Likely there are many options here for what could be the correct semantics and how to express them. Some lessons I think could be useful here include:

  1. For a large number of cases using some ADLs/Schemas along with path-like semantics is sufficient and is fairly readable in the context of URIs as compared to more powerful tooling like Selectors
    1. Selectors can be quite useful when trying to describe selecting multiple logical elements in a DAG, or when running other custom structure code is impossible. However, they may be overkill in other contexts.
  2. People need ways to signal which code should be used to work with their data, e.g. these blocks are a big map, this is a BitTorrent directory etc. There are good reasons why these signals might live inside the data structure or outside of it (e.g. in the URI). Even among those who are proponents of putting signals inside the data structure there is no clear “one way” to do it.
    1. This seems to imply that it may be useful to allow signals outside of the data, and that it may be useful to allow signals outside of the data to tell you how to interpret signals inside the data
    2. in-data signaling example:
      1. The root of your BitTorrent file is wrapped in an object like { "@type: BitTorrent-File", "data" : <bittorrent-infohash-cid> } and so ipld://<wrapped-object-cid> loads a file
      2. Nice because wrapped-object-cid has a binary format that can be passed around and keeps the type information
      3. Unfortunate because if I wanted to get at data inside of the object other than the file bytes (e.g. the file name inside the BitTorrent infodict) it would be difficult without additional tooling
    3. out-of-band signaling example
      1. You indicate that your CID is a BitTorrent file in the URI so something like ipld://<bittorrent-infohash-cid>/[ADL=BitTorrent-File] loads a file
      2. Nice because it’s fairly obvious what transformations are happening to the data when you look at the URI. Also, it makes it easier to get other pieces of information out of the data like the file name with ipld://<bittorrent-infohash-cid>/name or to visually see transformations on the data like ipld://<bittorrent-infohash-cid>/[ADL=BitTorrent-File]/[Codec=JSON]/foo and extract JSON data from inside of a BitTorrent file
      3. Unfortunate because these transformations are more verbose in text and because that means it’s harder to have self-describing trees of data.
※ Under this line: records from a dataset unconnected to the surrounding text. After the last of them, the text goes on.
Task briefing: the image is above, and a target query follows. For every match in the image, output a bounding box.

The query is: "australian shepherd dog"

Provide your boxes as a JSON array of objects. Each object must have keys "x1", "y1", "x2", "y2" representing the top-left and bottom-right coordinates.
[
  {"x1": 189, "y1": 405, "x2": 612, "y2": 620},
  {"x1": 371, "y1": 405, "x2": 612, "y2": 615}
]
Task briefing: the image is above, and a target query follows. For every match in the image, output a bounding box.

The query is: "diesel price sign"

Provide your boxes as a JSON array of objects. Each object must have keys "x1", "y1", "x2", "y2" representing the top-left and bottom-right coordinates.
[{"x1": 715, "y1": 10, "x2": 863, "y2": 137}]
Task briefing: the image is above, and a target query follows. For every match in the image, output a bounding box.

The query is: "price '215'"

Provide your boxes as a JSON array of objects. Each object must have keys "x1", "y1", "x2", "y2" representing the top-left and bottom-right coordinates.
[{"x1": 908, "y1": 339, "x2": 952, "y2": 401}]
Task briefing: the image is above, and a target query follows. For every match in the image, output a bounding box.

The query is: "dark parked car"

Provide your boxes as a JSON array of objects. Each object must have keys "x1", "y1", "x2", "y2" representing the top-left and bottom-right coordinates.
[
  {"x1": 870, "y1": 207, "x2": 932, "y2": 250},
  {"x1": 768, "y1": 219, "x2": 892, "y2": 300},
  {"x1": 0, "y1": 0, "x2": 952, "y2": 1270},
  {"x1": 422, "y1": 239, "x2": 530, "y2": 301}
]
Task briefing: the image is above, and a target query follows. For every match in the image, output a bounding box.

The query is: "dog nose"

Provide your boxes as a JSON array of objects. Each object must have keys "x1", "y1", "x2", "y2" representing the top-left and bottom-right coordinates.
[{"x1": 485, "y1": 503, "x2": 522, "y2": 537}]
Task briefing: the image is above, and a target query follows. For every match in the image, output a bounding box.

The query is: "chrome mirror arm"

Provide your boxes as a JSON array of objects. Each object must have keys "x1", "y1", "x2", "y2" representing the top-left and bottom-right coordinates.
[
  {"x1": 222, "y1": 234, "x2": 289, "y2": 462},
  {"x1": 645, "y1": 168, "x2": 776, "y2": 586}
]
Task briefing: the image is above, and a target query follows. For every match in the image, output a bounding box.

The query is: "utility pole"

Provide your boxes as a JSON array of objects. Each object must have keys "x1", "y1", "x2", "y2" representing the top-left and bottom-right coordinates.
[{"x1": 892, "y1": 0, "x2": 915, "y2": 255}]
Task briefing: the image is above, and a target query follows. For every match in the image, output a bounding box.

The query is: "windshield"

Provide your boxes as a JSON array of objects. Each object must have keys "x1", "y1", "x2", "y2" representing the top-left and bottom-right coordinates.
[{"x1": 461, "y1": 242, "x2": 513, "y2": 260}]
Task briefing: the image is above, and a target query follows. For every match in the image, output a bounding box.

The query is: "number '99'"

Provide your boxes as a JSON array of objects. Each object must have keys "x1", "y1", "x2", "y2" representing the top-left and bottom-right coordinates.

The verbosity increases in nested trees of data where multiple transformations will have to be spelled out in the URI where they’d otherwise be contained in the data

Indicating new semantics

Since the original upgrade plan appears to be problematic it’s time for us to figure out where to hang our new upgrade hook so that we can keep existing data operating as is, while allowing for the new types of semantics we’d like to add support for.
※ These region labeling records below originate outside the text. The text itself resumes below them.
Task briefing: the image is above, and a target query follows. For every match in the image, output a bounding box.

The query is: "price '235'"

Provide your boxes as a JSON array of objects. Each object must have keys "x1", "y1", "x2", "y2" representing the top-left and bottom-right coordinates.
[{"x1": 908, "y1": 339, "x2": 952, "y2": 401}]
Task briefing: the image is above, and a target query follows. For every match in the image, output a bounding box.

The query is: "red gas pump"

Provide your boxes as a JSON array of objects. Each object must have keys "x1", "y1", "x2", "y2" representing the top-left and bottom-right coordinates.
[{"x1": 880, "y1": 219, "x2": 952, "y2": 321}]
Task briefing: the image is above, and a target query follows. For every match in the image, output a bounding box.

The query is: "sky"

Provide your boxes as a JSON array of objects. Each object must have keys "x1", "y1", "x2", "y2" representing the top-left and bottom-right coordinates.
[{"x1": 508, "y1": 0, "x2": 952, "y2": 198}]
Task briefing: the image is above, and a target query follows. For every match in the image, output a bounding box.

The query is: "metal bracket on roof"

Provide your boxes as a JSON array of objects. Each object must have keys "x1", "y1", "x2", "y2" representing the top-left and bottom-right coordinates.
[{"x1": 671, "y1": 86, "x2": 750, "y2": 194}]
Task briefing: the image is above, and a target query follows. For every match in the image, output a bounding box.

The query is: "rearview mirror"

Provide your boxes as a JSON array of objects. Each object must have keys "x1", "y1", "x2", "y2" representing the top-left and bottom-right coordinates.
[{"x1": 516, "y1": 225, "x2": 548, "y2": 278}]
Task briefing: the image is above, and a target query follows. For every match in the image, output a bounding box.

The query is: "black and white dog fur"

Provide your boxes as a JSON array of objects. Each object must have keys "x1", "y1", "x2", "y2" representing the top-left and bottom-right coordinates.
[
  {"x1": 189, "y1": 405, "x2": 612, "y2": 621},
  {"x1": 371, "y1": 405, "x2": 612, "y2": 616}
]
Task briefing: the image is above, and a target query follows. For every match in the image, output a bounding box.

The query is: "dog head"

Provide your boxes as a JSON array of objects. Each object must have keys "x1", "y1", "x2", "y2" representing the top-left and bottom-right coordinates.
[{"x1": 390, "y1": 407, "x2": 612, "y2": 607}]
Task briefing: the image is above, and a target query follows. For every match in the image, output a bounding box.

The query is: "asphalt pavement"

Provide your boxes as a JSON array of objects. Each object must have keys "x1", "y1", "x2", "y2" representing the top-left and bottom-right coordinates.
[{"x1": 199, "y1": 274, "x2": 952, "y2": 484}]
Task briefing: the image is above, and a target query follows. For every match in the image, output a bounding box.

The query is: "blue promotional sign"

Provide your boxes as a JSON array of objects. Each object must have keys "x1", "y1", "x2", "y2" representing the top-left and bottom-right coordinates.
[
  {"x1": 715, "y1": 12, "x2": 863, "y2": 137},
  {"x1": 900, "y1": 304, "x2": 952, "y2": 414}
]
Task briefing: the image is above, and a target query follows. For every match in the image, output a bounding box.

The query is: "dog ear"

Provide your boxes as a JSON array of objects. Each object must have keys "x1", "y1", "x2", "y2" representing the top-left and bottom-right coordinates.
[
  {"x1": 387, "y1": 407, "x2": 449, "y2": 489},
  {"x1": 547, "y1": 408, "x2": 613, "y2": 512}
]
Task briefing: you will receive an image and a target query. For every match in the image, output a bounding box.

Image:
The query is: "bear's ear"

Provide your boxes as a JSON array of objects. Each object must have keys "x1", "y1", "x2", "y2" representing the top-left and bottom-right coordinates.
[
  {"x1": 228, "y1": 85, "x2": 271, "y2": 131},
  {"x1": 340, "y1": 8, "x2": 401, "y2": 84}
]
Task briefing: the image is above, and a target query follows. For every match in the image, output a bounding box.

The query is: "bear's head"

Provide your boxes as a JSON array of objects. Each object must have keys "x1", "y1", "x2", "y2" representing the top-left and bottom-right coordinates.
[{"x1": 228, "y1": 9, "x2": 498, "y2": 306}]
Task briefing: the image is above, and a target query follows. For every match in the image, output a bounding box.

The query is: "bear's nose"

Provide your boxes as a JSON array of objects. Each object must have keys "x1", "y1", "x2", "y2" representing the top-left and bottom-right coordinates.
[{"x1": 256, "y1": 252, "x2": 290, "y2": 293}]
At a high level the two major approaches I have seen so far are:

  1. Have a new URI prefix like ipld:// that has all of our new semantics supported
  2. Take our existing URI prefix ipfs:// and find something that’s reliably illegal in the old semantics to indicate that we should use the new semantics. Examples include:
    1. ipfs:///ipld/bafyfoobar/...
    2. ipfs://bafyfoobar.ipld/... (requires insisting that no multibases with . in them are valid for use in ipfs://)
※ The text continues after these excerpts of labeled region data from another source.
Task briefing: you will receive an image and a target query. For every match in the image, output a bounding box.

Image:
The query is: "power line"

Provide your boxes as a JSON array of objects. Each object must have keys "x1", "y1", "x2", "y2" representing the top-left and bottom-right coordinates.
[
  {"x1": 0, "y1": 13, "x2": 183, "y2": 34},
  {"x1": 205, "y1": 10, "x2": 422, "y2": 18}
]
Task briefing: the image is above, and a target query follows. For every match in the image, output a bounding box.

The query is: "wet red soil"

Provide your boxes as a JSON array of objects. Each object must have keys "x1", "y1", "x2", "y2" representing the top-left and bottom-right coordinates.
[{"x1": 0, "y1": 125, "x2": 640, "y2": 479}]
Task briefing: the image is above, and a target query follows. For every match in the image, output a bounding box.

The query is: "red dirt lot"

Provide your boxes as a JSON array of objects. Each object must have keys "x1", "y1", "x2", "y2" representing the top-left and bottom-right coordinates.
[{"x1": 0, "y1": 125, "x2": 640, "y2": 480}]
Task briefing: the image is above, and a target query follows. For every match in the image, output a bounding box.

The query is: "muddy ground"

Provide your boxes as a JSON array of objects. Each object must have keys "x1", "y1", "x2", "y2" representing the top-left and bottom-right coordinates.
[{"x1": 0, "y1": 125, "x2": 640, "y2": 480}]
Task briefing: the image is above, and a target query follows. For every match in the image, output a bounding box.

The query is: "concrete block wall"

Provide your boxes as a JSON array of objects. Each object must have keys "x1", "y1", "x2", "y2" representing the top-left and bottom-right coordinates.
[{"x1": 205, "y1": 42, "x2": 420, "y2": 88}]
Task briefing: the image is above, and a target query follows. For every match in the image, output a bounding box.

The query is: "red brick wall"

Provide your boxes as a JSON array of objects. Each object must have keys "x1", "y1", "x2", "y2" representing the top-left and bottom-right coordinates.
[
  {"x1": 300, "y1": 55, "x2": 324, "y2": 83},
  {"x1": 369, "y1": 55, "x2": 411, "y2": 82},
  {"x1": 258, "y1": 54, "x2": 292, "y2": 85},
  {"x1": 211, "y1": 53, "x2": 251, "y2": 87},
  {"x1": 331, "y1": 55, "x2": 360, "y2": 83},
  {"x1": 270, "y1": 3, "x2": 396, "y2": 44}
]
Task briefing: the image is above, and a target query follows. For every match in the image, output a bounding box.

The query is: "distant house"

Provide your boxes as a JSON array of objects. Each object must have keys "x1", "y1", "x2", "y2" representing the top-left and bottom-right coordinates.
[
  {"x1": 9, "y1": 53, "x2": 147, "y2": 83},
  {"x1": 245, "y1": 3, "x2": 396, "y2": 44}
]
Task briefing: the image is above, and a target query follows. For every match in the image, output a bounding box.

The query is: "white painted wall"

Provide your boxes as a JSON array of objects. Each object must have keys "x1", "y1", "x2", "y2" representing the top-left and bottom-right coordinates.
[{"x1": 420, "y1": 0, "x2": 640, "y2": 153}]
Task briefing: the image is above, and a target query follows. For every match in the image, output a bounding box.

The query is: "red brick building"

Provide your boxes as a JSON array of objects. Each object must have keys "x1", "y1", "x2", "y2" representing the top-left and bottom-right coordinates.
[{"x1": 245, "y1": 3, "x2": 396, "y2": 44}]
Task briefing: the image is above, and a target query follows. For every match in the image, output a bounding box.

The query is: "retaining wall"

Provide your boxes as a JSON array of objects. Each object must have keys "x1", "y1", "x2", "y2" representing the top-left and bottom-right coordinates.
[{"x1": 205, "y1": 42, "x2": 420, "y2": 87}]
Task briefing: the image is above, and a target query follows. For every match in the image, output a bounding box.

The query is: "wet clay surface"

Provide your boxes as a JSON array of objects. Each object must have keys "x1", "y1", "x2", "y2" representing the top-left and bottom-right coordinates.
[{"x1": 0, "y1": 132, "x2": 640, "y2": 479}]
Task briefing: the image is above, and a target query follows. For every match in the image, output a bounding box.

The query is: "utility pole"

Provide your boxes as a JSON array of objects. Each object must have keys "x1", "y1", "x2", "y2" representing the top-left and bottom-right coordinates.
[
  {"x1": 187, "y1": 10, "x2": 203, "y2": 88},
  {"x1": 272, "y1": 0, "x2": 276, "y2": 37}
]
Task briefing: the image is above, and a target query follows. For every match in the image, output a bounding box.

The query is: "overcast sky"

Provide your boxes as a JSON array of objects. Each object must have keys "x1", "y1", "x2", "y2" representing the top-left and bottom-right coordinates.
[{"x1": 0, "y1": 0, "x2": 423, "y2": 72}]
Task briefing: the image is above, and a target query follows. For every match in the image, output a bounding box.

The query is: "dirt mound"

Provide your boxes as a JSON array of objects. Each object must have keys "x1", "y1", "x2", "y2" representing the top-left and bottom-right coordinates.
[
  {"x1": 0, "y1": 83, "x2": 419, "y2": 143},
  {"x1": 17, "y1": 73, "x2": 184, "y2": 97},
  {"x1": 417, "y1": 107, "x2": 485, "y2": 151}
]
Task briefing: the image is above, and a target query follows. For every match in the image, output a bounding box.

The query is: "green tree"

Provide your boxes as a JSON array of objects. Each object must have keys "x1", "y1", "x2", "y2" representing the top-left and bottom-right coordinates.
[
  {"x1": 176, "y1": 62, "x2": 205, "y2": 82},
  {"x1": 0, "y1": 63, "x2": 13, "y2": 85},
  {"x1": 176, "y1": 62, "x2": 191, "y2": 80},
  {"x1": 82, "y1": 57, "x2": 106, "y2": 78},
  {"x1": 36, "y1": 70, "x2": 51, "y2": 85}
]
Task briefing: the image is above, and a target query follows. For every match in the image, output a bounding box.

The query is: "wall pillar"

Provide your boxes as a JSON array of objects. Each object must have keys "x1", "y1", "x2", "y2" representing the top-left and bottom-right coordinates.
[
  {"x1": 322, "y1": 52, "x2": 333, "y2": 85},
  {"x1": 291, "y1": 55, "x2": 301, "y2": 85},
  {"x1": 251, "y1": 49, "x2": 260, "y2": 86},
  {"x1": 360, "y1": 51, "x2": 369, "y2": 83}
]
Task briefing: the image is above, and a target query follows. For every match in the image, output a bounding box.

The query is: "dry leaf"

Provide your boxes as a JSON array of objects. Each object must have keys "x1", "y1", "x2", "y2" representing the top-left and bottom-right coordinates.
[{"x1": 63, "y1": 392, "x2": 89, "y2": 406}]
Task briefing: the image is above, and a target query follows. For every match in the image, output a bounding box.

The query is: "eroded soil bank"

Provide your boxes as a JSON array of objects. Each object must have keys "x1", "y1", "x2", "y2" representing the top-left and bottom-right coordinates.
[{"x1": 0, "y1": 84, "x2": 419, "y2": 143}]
While each have their advantages and disadvantages in terms of usability, adoption, etc. they are each a step forward from where we are now.

ipfs:// wasn’t perfect in v1 and whatever comes next is unlikely to be perfect either. Ideally whatever we decide for v2 should have enough flexibility in place for us to perform further upgrades as we discover new use cases for IPLD and IPFS.

SGTM, let’s ship :ship:?

I like that attitude! If you’re interested add some thoughts and comments to IPIP: Add IPLD Gateway Specs by RangerMauve · Pull Request #293 · ipfs/specs · GitHub or make a new proposal in the specs repo (or below).

There are still details to reach agreement on and there’s good reason to be cautious for these types of changes. However, if we go into this endeavor knowing that whatever we choose will probably have to continue evolving in the future I don’t think we should let it stand too much in our way to start unlocking the potential of representing more than just UnixFS in URIs.